Published online Aug 21, 2006. doi: 10.3748/wjg.v12.i31.5048
Revised: December 18, 2005
Accepted: December 22, 2005
Published online: August 21, 2006
AIM: To assess the possible role of occult HBV infection in the pathogenesis of chronic hepatitis in Iranian patients.
METHODS: After exclusion of autoimmune, metabolic and viral etiologies, 104 consecutive adult patients with histologic and biochemical features of chronic hepatitis and negative HBsAg were enrolled in the study. Qualitative PCR with a sensitivity of 150 × 103 copies/L, using two primers for Pre-S and core regions was applied to measure presence of HBV DNA in serum of the patients.

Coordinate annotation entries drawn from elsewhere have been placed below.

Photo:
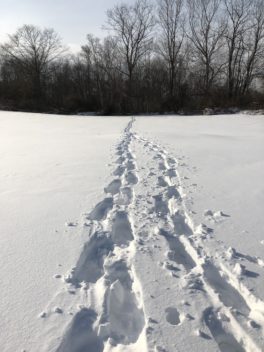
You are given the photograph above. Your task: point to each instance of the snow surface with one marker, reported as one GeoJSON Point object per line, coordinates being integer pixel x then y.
{"type": "Point", "coordinates": [122, 234]}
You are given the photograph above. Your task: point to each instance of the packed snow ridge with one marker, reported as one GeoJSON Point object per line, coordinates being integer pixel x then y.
{"type": "Point", "coordinates": [148, 279]}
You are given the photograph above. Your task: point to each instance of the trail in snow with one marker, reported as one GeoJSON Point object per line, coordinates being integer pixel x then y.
{"type": "Point", "coordinates": [146, 279]}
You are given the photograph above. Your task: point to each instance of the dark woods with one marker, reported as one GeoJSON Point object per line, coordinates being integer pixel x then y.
{"type": "Point", "coordinates": [173, 55]}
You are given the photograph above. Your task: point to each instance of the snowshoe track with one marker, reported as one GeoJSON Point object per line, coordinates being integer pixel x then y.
{"type": "Point", "coordinates": [122, 279]}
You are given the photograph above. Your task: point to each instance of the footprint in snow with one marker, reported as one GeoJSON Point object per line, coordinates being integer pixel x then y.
{"type": "Point", "coordinates": [172, 316]}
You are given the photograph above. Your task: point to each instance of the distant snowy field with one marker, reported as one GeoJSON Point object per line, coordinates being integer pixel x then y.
{"type": "Point", "coordinates": [123, 235]}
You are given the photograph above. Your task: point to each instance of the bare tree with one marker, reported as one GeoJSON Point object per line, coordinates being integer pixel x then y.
{"type": "Point", "coordinates": [132, 25]}
{"type": "Point", "coordinates": [172, 36]}
{"type": "Point", "coordinates": [206, 34]}
{"type": "Point", "coordinates": [254, 39]}
{"type": "Point", "coordinates": [238, 16]}
{"type": "Point", "coordinates": [32, 49]}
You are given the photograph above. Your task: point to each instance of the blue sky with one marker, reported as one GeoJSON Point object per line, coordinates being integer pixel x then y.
{"type": "Point", "coordinates": [72, 19]}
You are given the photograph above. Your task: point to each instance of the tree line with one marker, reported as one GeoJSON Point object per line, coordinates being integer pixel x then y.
{"type": "Point", "coordinates": [167, 56]}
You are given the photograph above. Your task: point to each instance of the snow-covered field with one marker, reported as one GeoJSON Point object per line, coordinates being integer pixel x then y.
{"type": "Point", "coordinates": [122, 234]}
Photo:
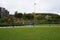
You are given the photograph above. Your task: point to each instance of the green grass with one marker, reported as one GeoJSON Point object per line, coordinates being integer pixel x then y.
{"type": "Point", "coordinates": [30, 33]}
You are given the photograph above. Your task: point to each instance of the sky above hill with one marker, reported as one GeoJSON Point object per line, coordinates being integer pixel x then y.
{"type": "Point", "coordinates": [27, 6]}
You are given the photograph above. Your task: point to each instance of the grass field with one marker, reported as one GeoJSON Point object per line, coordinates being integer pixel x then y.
{"type": "Point", "coordinates": [30, 33]}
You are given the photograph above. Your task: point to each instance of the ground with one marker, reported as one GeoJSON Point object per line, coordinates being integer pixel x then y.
{"type": "Point", "coordinates": [31, 33]}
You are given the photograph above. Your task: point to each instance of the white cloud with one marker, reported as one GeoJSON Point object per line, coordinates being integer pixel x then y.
{"type": "Point", "coordinates": [52, 6]}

RESULTS: All 104 patients completed the study. Qualitative HBV DNA was positive in two patients (1.9%).
CONCLUSION: Occult HBV infection has negligible role in the pathogenesis of cryptogenic chronic hepatitis in Iranian patients.

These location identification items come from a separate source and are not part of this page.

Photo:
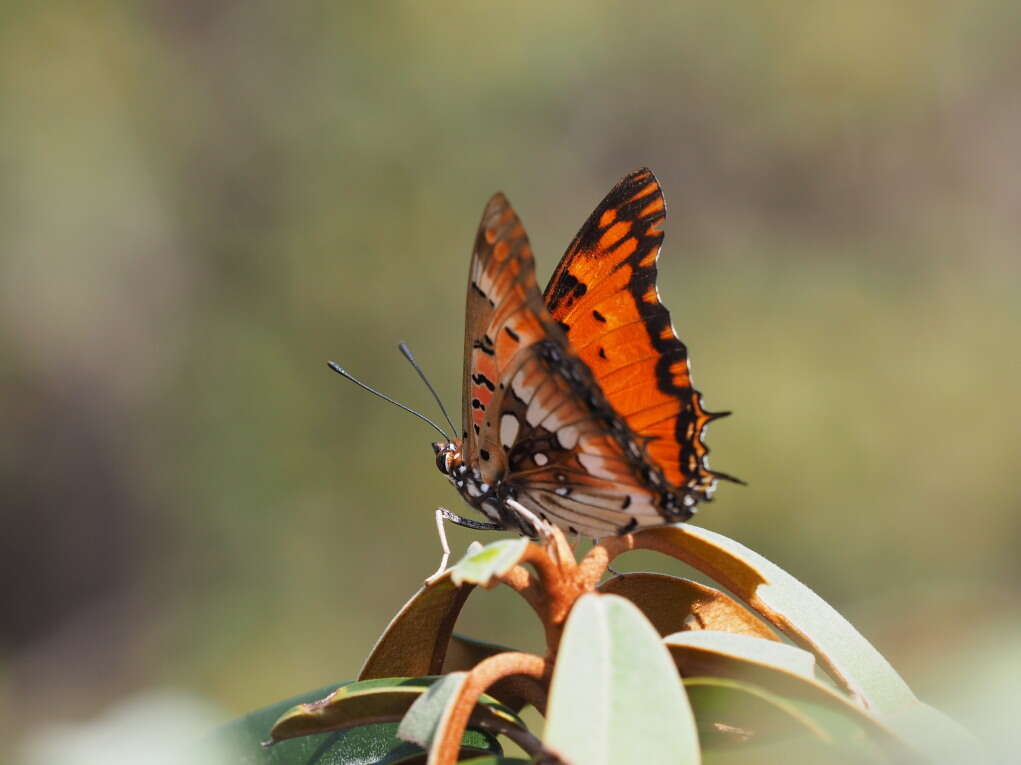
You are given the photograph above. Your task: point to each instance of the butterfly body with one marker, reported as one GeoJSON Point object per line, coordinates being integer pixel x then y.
{"type": "Point", "coordinates": [578, 408]}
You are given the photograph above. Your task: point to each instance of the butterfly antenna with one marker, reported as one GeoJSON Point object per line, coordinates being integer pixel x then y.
{"type": "Point", "coordinates": [344, 373]}
{"type": "Point", "coordinates": [407, 354]}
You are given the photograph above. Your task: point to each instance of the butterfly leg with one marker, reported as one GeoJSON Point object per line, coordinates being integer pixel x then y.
{"type": "Point", "coordinates": [442, 514]}
{"type": "Point", "coordinates": [610, 568]}
{"type": "Point", "coordinates": [541, 528]}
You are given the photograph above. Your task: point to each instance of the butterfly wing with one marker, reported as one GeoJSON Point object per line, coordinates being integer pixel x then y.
{"type": "Point", "coordinates": [603, 295]}
{"type": "Point", "coordinates": [535, 420]}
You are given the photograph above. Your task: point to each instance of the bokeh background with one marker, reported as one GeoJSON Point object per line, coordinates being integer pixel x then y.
{"type": "Point", "coordinates": [201, 202]}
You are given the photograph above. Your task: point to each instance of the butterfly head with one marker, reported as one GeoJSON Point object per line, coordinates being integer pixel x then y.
{"type": "Point", "coordinates": [448, 457]}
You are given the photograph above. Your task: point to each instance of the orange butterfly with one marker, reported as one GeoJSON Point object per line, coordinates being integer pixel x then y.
{"type": "Point", "coordinates": [578, 405]}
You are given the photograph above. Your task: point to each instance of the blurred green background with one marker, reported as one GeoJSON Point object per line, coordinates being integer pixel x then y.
{"type": "Point", "coordinates": [201, 202]}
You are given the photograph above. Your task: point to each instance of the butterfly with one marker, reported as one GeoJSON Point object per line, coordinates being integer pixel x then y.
{"type": "Point", "coordinates": [578, 407]}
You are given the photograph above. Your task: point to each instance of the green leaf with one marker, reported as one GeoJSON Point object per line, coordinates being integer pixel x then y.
{"type": "Point", "coordinates": [790, 606]}
{"type": "Point", "coordinates": [781, 670]}
{"type": "Point", "coordinates": [240, 742]}
{"type": "Point", "coordinates": [812, 622]}
{"type": "Point", "coordinates": [673, 604]}
{"type": "Point", "coordinates": [733, 713]}
{"type": "Point", "coordinates": [479, 567]}
{"type": "Point", "coordinates": [696, 650]}
{"type": "Point", "coordinates": [383, 700]}
{"type": "Point", "coordinates": [427, 721]}
{"type": "Point", "coordinates": [416, 640]}
{"type": "Point", "coordinates": [616, 696]}
{"type": "Point", "coordinates": [426, 717]}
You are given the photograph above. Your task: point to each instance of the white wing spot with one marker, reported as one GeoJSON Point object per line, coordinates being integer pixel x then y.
{"type": "Point", "coordinates": [508, 430]}
{"type": "Point", "coordinates": [568, 436]}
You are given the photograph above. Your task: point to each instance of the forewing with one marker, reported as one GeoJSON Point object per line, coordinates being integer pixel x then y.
{"type": "Point", "coordinates": [533, 417]}
{"type": "Point", "coordinates": [604, 296]}
{"type": "Point", "coordinates": [503, 319]}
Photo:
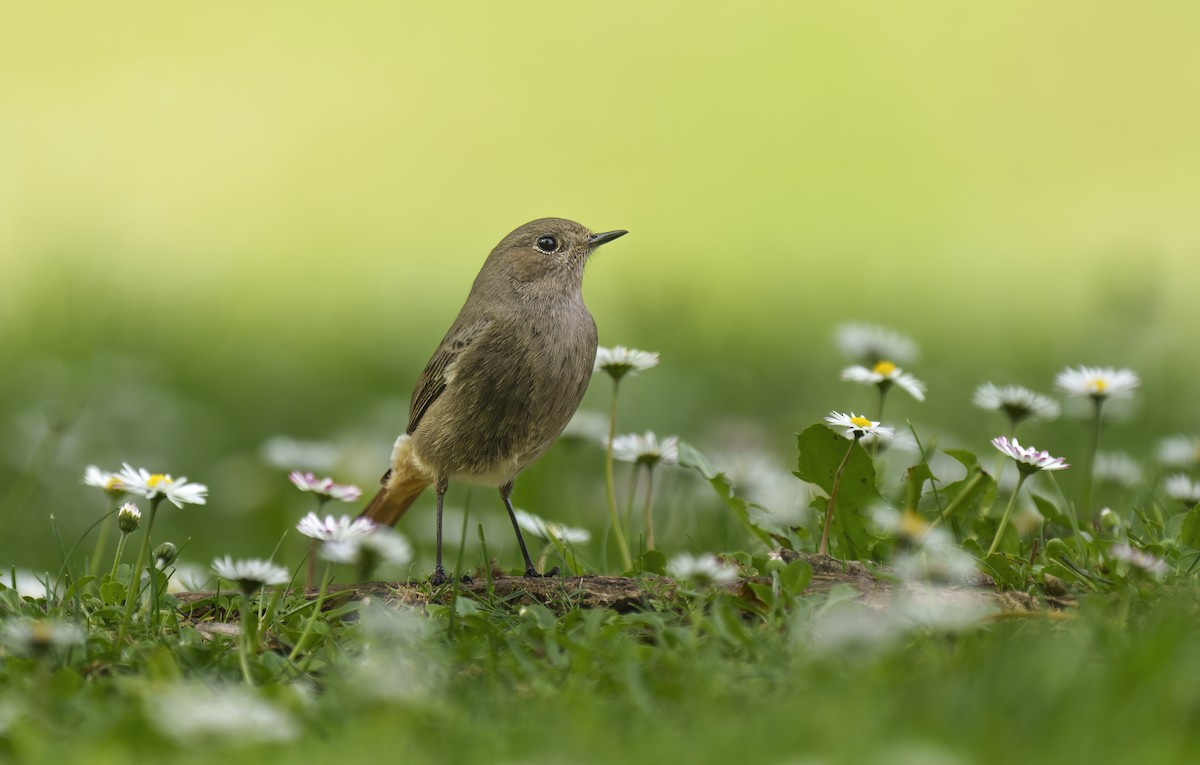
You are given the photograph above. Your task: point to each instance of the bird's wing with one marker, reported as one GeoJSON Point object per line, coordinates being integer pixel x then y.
{"type": "Point", "coordinates": [437, 373]}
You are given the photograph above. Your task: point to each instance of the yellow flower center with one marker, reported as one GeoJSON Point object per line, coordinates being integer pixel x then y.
{"type": "Point", "coordinates": [911, 524]}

- Citation: Kaviani MJ, Behbahani B, Mosallaii MJ, Sari-Aslani F, Taghavi SA. Occult hepatitis B virus infection and cryptogenic chronic hepatitis in an area with intermediate prevalence of HBV infection. World J Gastroenterol 2006; 12(31): 5048-5050
- URL: https://www.wjgnet.com/1007-9327/full/v12/i31/5048.htm
- DOI: https://dx.doi.org/10.3748/wjg.v12.i31.5048
Several lines of evidence suggest that hepatitis B virus (HBV) may persist in the serum many years after clearance of hepatitis B surface antigen (HBsAg). These evidences include HBV transmission from liver donors even when HBsAg had been negative and the only positive serologic test was hepatitis B core antibody (HBcAb)[1-3] and appearance of HBsAg and even overt hepatitis in previously HBsAg-negative patients after cancer chemotherapy or immunosuppression[4,5]. It appears that low-level HBV infection may be the source of viral reactivation that is unmasked by immunosuppression. It is speculated that these occult infections may cause chronic hepatitis[6,7], increase the rate of cirrhosis[8,9] and eventually hepatocellular carcinoma[10] and may transmit via blood transfusion.

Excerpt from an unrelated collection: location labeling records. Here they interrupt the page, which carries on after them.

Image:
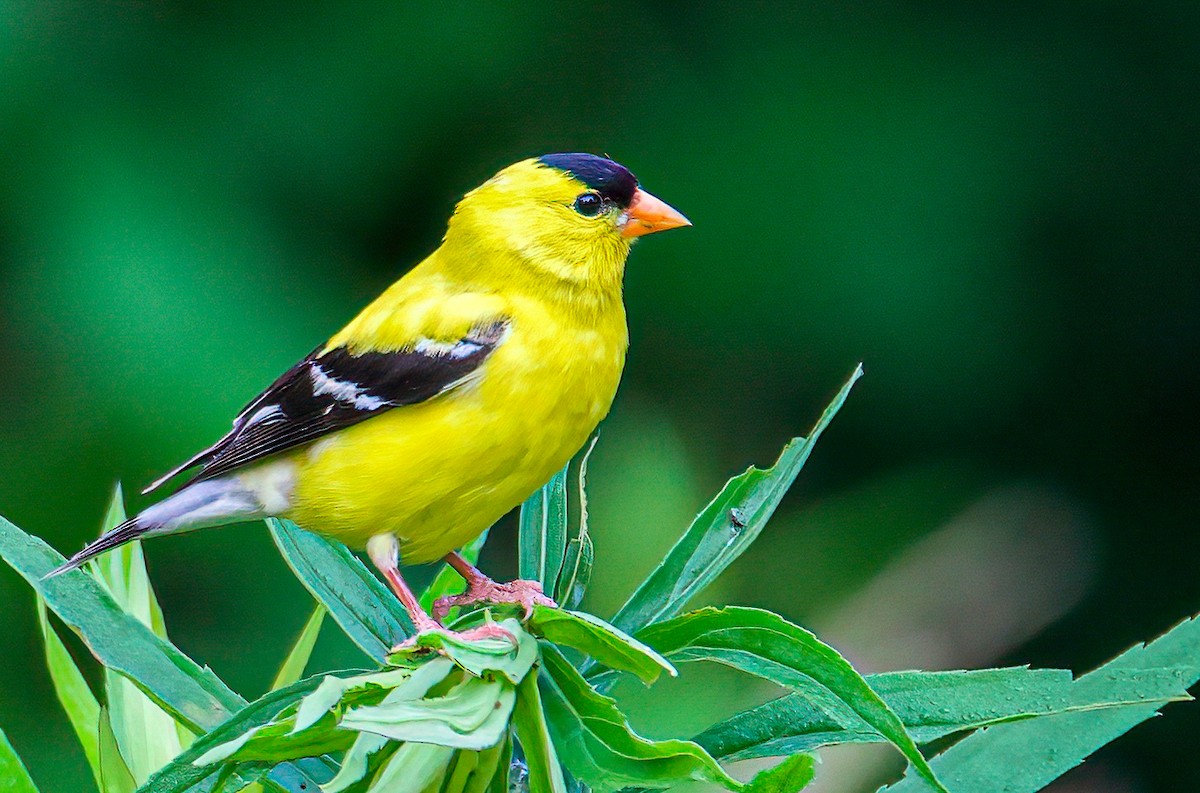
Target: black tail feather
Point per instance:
(118, 536)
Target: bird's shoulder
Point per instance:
(415, 312)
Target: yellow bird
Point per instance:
(453, 396)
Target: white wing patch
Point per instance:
(342, 391)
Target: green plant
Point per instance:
(450, 716)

The causes of undetectability of HBsAg in serum (in the presence of persistent HBV infection) may include mutations in the pre-S or S regions (mostly in “a” determinant region) of the virus genome[11-14], decrease in viral load[15] or insufficient sensitivity of the tests used to detect the HBsAg[15]. In some regions with high endemicity (such as China), about 1/3 or more of cirrhotic patients with negative HBsAg may harbor HBV infection[15].
The rate of HBV infection in Iran is unknown but it is the most frequent cause of chronic hepatitis, cirrhosis and hepatocellular carcinoma. It appears that Iran is in a region with intermediate or even low endemicity and the rate of positivity of HBsAg and HBcAb in the general population is 1.8%-5% and over 35% respectively[16].
The goal of the present study was to determine whether a negative test for HBsAg in the serum is sufficient to rule out the possibility of chronic HBV hepatits in Iranian patients with chronic liver disease and to assess the possible role of “a” determinant mutations in Iranian patients with chronic HBV hepatitis. We conducted a prospective study to determine the presence of HBV-DNA in serum of patients with chronic hepatitis and negative HBsAg.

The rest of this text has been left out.